Why Private Offices Should Be Banned and Open Environments Should Rule the Workplace

Kulzer: Ban all offices, even for the CEO.

Monkey Business Images/Shutterstock

Monkey Business Images/Shutterstock

Do you remember a time in your career when you had to have “a talk with the boss?” You likely walked into what felt like the principal’s office then sat down in front of his/her desk feeling intrusive or unworthy. While some of us may be more at ease than others, most people never feel truly comfortable being in the boss’ office.

Why should they? Private offices are closed off and separated from the rest — and they breed an environment of “us” versus “them.”

I propose we ban them all. CEOs, directors, managers, etc.: It’s time to come out, come out wherever you are. And before you give me all the reasons this shouldn’t happen, consider this possibility: Offices with open floor plans actually provide more benefits than you may think.

They breed transparency. When managers and senior leaders are tucked away in their private offices with the doors shut and shades down, others are bound to wonder what they’re doing. Is your manager getting any work done in there or is he just shopping online or catching on a Netflix series? The truth is that most team members are likely to be working hard, but it helps for Joe from accounting to actually see his higher-ups. When people see their managers working hard, out in the open, it inspires them to be team players and work just as hard. It also extinguishes any doubt and puts the breaks on the rumor mill.

Having an open office helps makes everyone accessible. When you’re side-by-side with co-workers from every level, you’ll know everyone is equal and working towards a common goal. What’s more, everyone needs to feel included and (most importantly) empowered to engage in company discussions. Offices with drawn shades and locks on the doors don’t exactly promote a welcoming, communicative vibe. Wouldn’t it be nice to just walk over to your manager’s desk to ask a quick question? You wouldn’t have to feel like an intruder or a bother, and you certainly wouldn’t have to schedule an unnecessary meeting for a mere 30-second conversation.

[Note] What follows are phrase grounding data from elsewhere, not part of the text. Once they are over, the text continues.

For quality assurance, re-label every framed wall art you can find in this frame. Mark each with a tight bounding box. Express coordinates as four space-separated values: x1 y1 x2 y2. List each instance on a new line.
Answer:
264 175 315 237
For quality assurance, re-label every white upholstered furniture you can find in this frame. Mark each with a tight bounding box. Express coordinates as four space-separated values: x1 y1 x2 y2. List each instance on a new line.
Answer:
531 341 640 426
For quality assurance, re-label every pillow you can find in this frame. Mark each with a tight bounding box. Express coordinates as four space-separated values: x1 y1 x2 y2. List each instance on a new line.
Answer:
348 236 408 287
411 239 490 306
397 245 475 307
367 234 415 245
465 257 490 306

Team members won’t take themselves too seriously. Whether you’re the CEO or the new intern, everyone is a valuable player and no one should be taking themselves too seriously. C-level managers know how important their roles are so there’s no reason they can’t produce the same quality of work whether they’re barricaded in an office or seated in an open area with the rest of their team. No one should feel closed off from others or intimidated by titles and offices. Having the ability to engage in conversations with all team members at any given time will help to make sure this doesn’t happen. An open environment is a more relaxed environment.

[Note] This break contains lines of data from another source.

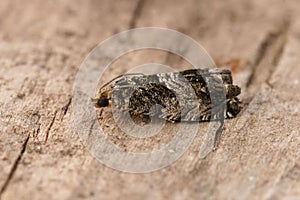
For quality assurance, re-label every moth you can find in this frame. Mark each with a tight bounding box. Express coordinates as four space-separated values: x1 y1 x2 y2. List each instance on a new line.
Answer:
93 68 242 123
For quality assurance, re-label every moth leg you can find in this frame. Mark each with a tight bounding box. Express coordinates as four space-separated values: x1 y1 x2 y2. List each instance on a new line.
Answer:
166 118 177 123
213 119 225 150
160 111 180 123
198 103 226 149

Open offices are just more fun. And they make the workday more enjoyable. Surrounding yourself with like-minded team members, rather than being secluded in an office all day, will make the workday more productive. A business should be all about working together while having a good time. Yes, having a good time at work (as long as you work hard, too) should be a given.

So give it a try. Come out from behind the shadows of your corner office and get active with the rest of your team. Meeting rooms make great spaces for an hour or two of alone time when you feel like you need laser-like focus and concentration. With an open office, you’ll end up getting to know a few of your co-workers on a deeper level, leading to more collaborative projects or even just a new friend to share common interests.

Tom Kulzer is the founder and CEO at AWeber, an email marketing service provider located in Chalfont, Pa. Over the company’s 17-year history, Tom has nurtured it from a small start-up to an organization with 100 team members serving more than 100,000 customers worldwide.